Présentation du film de Jean-Michel Carré
France – Festival de Cannes 1995 - 100 mn
Grand Prix Festival d’Amiens 1995 Prix Coup de cœur SACD
Avec Denis Lavant, Dominique Frot , Claude Sigala…et les « jeunes » du Coral
Autour du Coral, le réalisateur place quelques comédiens dont Denis Lavant, dans le monde étrange et déroutant des pensionnaires du Coral, jeunes mis à l’écart de la société, qui ont été partie prenante du film, sous tous ses aspects, scénario, assistance technique…en plus d’interpréter leurs propres rôles.
L’idée originale vient de Claude Sigala (l’association « Lieu de vie, le Coral » est coproductrice du film à hauteur de 10% du budget global). Pour les vingt ans du Coral, le fondateur contacte en 1992 Jean-Michel Carré afin de lui présenter un scénario qu’il a rédigé sur des “personnages“ du Coral. Le titre du film appartient au livre manifeste que Claude Sigala a publié par sa propre maison d’édition (les éditions du Coral) en 1979
Le Coral un lieu historique
Claude Sigala rencontre Fernand Deligny , Félix Guattari, Roger Gentis et Maud Mannoni. Il décide de fonder, avec Gilbert Mignacca et Marie Sigala, un « lieu de vie » à Aimargues, "Lieux de Vie du Coral" dans le Gard en 1975. Éducateur spécialisé en milieu hospitalier, Claude Sigala avait constaté que les enfants dont il s’occupait étaient des êtres déstructurés à qui les lieux institutionnels n’offraient qu’une vie morcelée. En créant le Coral, il n’était plus question d’assurer des heures de présence, mais de vivre les uns avec les autres dans un lieu autogéré, sans blouses blanches, sans personnel de service et sans horaires artificiels. On y accueille des personnes handicapées adultes ayant des problèmes mentaux, des jeunes en difficulté sociale, des adultes psychiatrisés, des personnes exclues. Cette hétérogénéité est l’un des fondements du fonctionnement adopté par le Coral. Il n’est pas question d’être ni de devenir un lieu spécialisé. La thérapeutique est à la fois simple et difficile : il s’agit de permettre à ces personnes de retrouver le plaisir de vivre, d’aimer, et d’agir, la nature jouant un rôle important dans cette redécouverte du monde extérieur.
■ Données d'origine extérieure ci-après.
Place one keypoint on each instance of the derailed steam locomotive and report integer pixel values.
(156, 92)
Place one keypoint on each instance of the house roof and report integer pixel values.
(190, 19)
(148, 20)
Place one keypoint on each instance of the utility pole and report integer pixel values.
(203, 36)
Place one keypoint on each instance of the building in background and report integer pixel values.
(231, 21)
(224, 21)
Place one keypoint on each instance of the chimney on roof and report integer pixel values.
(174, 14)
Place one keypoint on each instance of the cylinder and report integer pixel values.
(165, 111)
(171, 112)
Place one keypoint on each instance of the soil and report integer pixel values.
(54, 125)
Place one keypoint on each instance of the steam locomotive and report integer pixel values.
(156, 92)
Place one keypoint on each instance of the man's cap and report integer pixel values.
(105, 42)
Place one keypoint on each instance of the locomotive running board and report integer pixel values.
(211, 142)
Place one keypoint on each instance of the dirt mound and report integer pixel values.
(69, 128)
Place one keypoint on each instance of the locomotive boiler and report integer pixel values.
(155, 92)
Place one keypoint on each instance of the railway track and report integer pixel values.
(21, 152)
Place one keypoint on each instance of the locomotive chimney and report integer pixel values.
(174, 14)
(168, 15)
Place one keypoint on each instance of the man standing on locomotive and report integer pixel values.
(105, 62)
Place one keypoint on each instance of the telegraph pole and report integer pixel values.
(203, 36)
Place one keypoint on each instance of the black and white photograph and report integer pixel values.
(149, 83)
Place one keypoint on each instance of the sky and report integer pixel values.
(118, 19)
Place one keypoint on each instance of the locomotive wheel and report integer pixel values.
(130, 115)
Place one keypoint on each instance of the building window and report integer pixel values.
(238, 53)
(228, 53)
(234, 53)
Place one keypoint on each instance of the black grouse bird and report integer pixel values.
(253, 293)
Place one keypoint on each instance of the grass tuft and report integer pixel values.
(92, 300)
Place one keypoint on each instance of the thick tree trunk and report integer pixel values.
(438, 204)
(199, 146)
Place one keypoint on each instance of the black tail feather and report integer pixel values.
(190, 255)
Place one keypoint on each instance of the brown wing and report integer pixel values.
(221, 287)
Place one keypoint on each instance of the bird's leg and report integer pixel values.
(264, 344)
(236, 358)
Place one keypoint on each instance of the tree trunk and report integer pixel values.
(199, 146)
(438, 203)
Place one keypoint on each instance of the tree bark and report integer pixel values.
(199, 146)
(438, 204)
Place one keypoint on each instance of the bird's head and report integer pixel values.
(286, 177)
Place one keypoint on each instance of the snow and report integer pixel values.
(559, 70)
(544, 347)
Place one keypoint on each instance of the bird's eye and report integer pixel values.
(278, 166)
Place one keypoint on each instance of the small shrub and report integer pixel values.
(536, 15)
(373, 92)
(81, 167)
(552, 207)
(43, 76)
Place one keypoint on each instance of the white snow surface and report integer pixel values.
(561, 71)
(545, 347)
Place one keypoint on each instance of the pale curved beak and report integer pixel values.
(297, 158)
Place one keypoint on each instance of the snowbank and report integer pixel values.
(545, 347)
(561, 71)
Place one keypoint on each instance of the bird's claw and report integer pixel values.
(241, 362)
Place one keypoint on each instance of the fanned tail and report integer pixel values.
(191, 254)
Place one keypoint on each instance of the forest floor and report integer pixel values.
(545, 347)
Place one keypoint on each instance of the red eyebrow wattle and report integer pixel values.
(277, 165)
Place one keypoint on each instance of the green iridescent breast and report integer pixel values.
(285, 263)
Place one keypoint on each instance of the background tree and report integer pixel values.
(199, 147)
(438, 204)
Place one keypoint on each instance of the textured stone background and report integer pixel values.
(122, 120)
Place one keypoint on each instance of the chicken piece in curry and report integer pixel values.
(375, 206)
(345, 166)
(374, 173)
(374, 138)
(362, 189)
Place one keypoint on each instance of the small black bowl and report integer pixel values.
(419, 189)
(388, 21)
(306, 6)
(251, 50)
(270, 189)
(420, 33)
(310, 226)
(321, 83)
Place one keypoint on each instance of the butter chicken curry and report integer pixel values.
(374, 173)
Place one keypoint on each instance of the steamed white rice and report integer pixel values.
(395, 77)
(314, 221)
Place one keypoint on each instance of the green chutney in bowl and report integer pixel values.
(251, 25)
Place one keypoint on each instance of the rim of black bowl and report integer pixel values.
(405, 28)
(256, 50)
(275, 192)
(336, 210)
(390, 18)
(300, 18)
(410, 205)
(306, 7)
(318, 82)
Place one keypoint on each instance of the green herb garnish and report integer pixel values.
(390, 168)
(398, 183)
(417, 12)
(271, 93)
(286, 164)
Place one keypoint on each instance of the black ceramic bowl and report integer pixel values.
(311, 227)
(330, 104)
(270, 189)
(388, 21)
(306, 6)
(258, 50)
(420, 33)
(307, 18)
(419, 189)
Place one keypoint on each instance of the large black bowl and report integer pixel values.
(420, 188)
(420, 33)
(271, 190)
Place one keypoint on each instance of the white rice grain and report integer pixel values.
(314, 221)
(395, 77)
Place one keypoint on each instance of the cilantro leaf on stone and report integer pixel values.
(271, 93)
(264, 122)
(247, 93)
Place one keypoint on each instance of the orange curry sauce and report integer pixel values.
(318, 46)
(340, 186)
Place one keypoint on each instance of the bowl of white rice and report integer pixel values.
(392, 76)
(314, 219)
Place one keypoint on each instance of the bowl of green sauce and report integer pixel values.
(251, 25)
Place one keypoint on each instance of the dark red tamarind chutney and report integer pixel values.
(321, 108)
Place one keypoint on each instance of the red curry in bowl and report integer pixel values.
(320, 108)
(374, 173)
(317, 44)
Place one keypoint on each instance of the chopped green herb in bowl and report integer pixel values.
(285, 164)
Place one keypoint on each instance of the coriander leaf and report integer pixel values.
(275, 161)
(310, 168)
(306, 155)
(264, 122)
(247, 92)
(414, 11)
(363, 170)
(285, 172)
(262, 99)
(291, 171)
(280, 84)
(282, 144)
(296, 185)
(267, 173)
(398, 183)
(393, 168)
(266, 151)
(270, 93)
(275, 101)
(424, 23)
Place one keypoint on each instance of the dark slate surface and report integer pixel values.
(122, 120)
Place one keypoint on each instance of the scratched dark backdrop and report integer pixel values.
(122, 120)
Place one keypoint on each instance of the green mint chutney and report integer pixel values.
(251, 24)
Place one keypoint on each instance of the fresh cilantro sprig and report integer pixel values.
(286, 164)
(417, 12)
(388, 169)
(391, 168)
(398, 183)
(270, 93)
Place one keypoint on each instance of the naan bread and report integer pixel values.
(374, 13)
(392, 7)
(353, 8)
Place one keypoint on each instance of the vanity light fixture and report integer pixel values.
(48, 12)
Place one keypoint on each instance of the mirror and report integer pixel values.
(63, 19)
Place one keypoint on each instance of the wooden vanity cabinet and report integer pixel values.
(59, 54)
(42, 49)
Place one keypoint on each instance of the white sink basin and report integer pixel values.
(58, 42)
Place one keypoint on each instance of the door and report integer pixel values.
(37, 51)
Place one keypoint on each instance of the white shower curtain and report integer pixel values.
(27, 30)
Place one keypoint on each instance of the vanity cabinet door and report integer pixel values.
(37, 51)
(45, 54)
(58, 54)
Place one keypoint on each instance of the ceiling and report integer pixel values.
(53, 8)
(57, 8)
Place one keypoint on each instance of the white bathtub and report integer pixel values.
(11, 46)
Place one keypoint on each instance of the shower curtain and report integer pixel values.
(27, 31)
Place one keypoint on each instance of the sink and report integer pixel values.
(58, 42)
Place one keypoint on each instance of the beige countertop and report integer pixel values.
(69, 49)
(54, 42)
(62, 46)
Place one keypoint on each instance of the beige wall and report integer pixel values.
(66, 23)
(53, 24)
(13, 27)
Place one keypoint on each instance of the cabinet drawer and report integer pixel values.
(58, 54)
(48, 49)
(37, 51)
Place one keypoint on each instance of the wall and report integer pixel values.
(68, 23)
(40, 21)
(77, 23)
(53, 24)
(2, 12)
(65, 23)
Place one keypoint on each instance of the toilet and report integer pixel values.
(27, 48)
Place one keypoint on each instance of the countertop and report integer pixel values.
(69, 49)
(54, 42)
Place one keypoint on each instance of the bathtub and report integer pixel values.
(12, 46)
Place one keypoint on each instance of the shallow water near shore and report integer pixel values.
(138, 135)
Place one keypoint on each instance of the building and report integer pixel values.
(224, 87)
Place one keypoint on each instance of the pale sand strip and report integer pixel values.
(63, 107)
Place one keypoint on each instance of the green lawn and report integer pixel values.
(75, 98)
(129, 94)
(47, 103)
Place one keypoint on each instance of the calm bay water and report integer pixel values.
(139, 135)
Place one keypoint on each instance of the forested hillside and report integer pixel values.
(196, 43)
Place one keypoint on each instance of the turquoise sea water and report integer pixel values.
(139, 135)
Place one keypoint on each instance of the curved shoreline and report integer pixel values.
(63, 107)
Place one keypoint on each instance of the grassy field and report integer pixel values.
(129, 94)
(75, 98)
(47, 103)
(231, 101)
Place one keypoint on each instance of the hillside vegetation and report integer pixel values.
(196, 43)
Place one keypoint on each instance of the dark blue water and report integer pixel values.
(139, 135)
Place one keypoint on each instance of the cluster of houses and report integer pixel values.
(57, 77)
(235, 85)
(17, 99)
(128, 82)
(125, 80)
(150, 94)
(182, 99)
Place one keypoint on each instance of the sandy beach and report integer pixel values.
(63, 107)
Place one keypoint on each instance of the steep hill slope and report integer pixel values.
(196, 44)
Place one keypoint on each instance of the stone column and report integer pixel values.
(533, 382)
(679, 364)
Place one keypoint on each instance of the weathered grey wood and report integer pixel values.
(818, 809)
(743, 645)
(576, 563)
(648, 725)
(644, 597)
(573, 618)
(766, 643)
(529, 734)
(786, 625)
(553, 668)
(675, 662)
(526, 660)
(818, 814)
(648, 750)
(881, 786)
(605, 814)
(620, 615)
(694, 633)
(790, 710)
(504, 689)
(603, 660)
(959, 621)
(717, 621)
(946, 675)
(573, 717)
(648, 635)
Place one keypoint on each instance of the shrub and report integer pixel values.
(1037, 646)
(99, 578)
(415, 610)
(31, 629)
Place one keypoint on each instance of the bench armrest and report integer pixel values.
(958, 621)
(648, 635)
« Au Coral, on dit oui à la vie, non à la mort. Au Coral, on dit oui au soleil, non au désert. Au Coral, on dit oui à la caresse, non aux coups. Au Coral, on dit oui à l’amour, non à la haine. »
Denis Lavant
« Saltimbanque. Artisan. Histrion » : ainsi se définit Denis Lavant, un des comédiens les plus singuliers du théâtre et du cinéma. Pas étonnant de le retrouver auprès des pensionnaires du Coral, lui qui avoue : « Le hors-norme de la vie m’a toujours séduit. ». Pas étonnant non plus de le savoir en phase avec Jean Genet et ses enfants criminels à qui le poète demandait « de ne rougir jamais de ce qu’ils firent, de conserver en eux intacte la révolte qui les a faits si beaux… »
Le point de vue de Jean-Michel Carré
J’ai passé du temps au Coral, j’ai beaucoup discuté avec Sigala et je lui ai dit que je ne voyais qu’une seule solution…Si je faisais un documentaire avec les personnes autistes et psychotiques du Coral, je ne serais jamais sûr de ne pas leur voler quelque chose. Je voulais être respectueux de ce qu’ils sont et leur donner conscience de ce que je faisais. Telles étaient les conditions d’un réel échange, puis, du film. Je devais être à l’aise et honnête avec eux. J’ai donc eu l’idée de faire une sorte de fiction. J’utilise cette expression au regard du temps passé avec les jeunes du Coral, pour discuter de chacun des personnages. Le scénario s’est élaboré à partir de leurs histoires. J’y ai mêlé le thème de la réinsertion…
J’essaie toujours de faire des films de vies. C’est là l’une des spécificités du documentaire. Il permet de donner la parole à des personnes qui ne l’ont jamais et dont on détourne le regard : les personnes sortant de prison, les prostituées, les « fous ». Le cinéma, qui autorise ce travail d’engagement, de combat, de démocratie, contribue à rendre la société plus humaine. Les films nous donnent à comprendre ceux que nous méprisons ou que nous essayons d’éviter. Nous perdons beaucoup à ne pas les écouter, les rencontrer, d’où une société de violence plus que de rencontre.